I know my mom resented my father for not wanting her to work outside the home. I think it's good when a choice is given. And, Brenda, you're so right about the news. I hate to say this, but I actually try to avoid listening too much. It seems the gorriest of gory turns people on these days, or, at least the news people think it does. I know we need to keep up to date with what's going on in the world, but Lord have mercy, it's hard to find a 'good' story. And, television, pffft; if it isn't violence, it's sex, bad language. Makes me sick. Sorry didn't mean to go on & on.

Attila the Mom said...

What a really fabulous summary!

I was talking to my little guy the other day, and he wanted to know if I had a CD player when I was a kid.

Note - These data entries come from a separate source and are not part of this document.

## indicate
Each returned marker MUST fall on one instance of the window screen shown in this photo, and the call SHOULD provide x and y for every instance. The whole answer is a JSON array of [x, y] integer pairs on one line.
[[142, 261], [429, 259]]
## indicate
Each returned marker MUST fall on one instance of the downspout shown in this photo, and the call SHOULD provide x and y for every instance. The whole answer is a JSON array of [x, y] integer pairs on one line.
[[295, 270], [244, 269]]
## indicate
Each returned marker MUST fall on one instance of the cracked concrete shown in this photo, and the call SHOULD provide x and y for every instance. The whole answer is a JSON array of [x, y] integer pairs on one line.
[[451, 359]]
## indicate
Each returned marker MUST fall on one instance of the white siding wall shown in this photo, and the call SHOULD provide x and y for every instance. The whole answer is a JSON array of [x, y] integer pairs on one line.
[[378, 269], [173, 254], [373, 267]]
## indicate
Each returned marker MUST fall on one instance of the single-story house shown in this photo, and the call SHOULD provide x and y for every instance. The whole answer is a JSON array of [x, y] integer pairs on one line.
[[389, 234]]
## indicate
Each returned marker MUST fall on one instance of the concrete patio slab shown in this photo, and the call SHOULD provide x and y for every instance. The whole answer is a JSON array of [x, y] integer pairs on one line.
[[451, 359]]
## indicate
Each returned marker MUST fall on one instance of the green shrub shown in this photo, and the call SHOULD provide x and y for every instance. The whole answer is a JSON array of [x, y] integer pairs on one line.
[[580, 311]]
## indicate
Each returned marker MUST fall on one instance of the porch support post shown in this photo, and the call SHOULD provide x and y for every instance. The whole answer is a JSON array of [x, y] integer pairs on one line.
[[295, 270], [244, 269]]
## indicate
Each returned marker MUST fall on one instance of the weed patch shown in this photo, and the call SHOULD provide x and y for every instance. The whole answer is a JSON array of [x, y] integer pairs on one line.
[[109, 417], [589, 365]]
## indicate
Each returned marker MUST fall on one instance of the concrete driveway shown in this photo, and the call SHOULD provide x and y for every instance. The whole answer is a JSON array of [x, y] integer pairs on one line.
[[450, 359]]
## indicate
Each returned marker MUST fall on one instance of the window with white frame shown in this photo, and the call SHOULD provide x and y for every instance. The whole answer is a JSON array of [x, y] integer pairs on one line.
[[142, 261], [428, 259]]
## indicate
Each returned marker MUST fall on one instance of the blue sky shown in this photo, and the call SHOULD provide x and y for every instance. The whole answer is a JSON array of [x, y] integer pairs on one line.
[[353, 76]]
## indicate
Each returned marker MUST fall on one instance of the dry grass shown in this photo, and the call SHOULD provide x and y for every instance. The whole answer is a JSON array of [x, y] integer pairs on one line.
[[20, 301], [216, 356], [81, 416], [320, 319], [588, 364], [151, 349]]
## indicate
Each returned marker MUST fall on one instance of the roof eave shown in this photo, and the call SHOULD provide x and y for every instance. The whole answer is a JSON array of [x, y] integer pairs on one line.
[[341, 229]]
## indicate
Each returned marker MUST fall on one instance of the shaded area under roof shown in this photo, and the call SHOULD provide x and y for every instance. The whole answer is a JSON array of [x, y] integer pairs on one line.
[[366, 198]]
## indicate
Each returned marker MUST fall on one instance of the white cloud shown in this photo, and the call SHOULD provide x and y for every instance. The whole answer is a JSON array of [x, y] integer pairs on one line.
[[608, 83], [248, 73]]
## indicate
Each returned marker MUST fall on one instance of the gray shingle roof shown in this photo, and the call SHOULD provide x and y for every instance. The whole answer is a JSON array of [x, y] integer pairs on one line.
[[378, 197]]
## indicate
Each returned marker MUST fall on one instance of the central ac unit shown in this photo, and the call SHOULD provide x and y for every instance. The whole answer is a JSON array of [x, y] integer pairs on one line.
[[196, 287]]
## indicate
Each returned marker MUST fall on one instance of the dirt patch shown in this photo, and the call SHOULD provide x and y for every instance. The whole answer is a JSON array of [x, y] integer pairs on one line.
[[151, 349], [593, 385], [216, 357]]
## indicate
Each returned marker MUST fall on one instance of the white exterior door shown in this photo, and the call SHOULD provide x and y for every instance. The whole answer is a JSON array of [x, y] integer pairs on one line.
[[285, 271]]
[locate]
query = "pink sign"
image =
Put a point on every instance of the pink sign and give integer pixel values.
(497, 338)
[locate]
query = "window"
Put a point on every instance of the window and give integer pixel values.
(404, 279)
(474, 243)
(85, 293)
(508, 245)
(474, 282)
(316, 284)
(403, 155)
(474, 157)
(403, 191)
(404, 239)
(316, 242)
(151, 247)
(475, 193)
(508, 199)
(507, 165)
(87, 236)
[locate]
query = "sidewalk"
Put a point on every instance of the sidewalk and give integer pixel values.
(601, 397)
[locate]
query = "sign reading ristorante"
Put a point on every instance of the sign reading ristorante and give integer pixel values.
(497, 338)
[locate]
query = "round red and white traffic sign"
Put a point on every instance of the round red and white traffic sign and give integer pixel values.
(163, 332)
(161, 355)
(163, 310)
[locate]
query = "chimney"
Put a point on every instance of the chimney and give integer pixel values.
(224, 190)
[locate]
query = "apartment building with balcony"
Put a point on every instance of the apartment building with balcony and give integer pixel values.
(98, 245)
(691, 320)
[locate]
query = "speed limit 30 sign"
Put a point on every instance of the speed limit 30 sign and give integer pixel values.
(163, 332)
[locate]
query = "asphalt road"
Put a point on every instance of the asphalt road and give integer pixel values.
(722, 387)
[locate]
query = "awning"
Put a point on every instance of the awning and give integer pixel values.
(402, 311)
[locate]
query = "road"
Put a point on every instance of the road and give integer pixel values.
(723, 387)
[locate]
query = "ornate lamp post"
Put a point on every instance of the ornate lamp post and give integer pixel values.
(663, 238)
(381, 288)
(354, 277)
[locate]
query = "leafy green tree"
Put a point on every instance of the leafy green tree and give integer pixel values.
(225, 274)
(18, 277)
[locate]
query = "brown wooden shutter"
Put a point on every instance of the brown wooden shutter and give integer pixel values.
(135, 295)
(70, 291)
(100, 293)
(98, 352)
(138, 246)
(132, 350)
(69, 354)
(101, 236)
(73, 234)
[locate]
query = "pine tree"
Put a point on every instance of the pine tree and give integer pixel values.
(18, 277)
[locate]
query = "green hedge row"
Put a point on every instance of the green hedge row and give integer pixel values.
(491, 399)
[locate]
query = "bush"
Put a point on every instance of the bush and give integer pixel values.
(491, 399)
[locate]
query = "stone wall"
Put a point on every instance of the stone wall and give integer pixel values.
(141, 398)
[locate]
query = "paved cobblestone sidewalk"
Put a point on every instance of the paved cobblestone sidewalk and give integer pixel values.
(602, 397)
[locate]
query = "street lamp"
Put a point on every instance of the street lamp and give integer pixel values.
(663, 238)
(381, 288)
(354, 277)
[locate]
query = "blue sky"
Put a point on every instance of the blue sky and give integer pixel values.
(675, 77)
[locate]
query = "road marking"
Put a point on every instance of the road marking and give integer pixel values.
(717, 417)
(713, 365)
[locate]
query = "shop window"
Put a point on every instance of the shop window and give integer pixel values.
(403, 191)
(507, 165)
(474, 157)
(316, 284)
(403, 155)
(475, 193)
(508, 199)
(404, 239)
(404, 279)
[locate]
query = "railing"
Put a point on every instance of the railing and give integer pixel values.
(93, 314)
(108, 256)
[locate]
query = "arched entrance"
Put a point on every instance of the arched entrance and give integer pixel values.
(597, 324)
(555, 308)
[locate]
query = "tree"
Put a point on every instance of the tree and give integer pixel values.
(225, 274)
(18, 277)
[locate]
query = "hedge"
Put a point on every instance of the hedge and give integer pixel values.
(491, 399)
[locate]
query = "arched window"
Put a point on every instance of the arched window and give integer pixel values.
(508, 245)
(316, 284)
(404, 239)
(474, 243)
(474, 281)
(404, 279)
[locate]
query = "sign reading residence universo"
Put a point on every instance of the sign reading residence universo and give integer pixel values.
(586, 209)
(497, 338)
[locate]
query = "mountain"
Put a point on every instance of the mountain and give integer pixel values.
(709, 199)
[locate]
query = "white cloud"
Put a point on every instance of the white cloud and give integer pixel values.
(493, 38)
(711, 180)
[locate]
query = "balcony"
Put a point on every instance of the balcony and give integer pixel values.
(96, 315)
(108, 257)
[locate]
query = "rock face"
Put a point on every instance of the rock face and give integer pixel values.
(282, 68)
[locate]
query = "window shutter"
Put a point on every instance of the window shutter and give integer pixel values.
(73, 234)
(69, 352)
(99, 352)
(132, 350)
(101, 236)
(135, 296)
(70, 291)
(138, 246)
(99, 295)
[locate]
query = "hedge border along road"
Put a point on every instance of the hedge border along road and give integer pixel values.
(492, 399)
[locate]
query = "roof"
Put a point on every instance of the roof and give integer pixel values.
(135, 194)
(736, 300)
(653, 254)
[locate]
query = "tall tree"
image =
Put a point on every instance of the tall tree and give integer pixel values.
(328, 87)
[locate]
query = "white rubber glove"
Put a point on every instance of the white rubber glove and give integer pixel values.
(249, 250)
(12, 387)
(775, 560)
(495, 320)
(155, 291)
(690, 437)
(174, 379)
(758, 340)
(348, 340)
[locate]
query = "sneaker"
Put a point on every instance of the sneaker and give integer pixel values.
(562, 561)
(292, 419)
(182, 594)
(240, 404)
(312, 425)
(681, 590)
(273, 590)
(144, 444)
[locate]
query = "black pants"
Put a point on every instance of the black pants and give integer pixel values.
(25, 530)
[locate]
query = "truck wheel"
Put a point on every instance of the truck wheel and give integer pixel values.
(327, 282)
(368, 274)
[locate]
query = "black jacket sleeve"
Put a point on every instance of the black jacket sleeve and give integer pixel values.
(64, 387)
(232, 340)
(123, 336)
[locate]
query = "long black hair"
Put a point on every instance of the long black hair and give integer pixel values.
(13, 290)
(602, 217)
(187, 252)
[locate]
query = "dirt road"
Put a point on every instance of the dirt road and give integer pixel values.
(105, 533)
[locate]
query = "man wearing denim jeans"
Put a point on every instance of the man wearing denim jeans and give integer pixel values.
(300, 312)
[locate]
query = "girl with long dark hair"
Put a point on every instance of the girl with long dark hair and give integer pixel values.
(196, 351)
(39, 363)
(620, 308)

I explained about the original Walkmans, and then we went through a whole list--fax machines, DVDs, Cable television. It's endless!

Makes me wonder what new innovations will be on the horizon 10 years from now.

I love your blog!

MissKris said...

I'm so glad you were able to recover your original site! I caused a glitch in mine several months ago where I thought I'd lost mine forever, too, and I was literally sick in my soul. Congrats!!! I have a half-uncle who was one of the last people in Washington State to contract polio..he was 12 years old so that was around 1963. What a devastating disease!! It pretty much ruined him for life, emotionally as well as physically. I am so thankful so many of the issues you touched on here in this entry have changed. We could still come a long way, baby...but we've done a lot of changing just in the past 40 years, haven't we? Hope your weekend's going well, Brenda...I hope you have some kind of notification to help you find this comment, lol! I'm a day late and a dollar short...typical for me, lol!